Re: page and site complexity measures [was Re: Web Content Acc

> measurement is the basis of science.

I understand what you mean but you really do have to be careful that 
you're measuring what you really want to measure.  You may prove 
anything by figures.  And I'm not convinced that a simple word-counting 
algorithm can reliably say how easy it is to understand a page.

Eg. the word 'incomprehensibilities' has 21 letters but most English 
people know what it means.  But the word 'wan' has three letters and I'm 
surprised how many people don't know it (or at least have to think).

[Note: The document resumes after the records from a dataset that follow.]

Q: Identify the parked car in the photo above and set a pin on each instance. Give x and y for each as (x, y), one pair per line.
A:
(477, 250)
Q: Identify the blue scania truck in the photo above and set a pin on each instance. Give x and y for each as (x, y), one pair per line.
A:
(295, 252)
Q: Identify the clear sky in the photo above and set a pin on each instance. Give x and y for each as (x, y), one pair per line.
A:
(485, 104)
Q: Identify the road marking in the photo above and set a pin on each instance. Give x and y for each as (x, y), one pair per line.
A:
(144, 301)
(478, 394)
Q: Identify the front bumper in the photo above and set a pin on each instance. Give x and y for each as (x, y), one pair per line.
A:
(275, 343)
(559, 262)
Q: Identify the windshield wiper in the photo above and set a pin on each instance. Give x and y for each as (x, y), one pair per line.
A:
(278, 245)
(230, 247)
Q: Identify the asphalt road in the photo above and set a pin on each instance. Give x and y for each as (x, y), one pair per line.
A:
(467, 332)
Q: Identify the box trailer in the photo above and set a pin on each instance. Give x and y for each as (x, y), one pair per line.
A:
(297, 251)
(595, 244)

And what about this: "One day Tanya went for a walk", etc etc (story 
mentioning Tanya hundreds of times).  Suppose Tanya is not considered to 
be one of the words in the limited vocabulary, and the author gets told 
off for using it so much?  That kind of thing would be enough to put me 
off using such a tool.

I can see that there would be a loose correlation between the 
understandability of a document to a particular group of people and its 
statistics, but this does not mean that a statistics tool can label a 
document "guaranteed readable" or "guaranteed unreadable" with 100% 
accuracy.  There is a danger in that authors might make changes to 
decrease their difficulty level according to the tool, but in so doing 
actually render the document harder to understand because they are using 
an unreliable tool.

You can't have science without measurement, but there are so many 
variables here.  You wouldn't be able to do much science if the only 
instrument you had gave you a single reading, being the average of 
temperature, pressure, current, voltage, weight etc.  But if you had 
lots of instruments and you don't understand science, you'd be 
bewildered.

I think the best test of "is a page easy to understand" is to try it out 
on someone.

Regards

-- Silas S Brown, St John's College Cambridge UK http://epona.ucam.org/~ssb22/

"They get caught by the ideas that they have thought up" - Psalm 10:2

Received on Thursday, 4 March 1999 04:38:54 UTC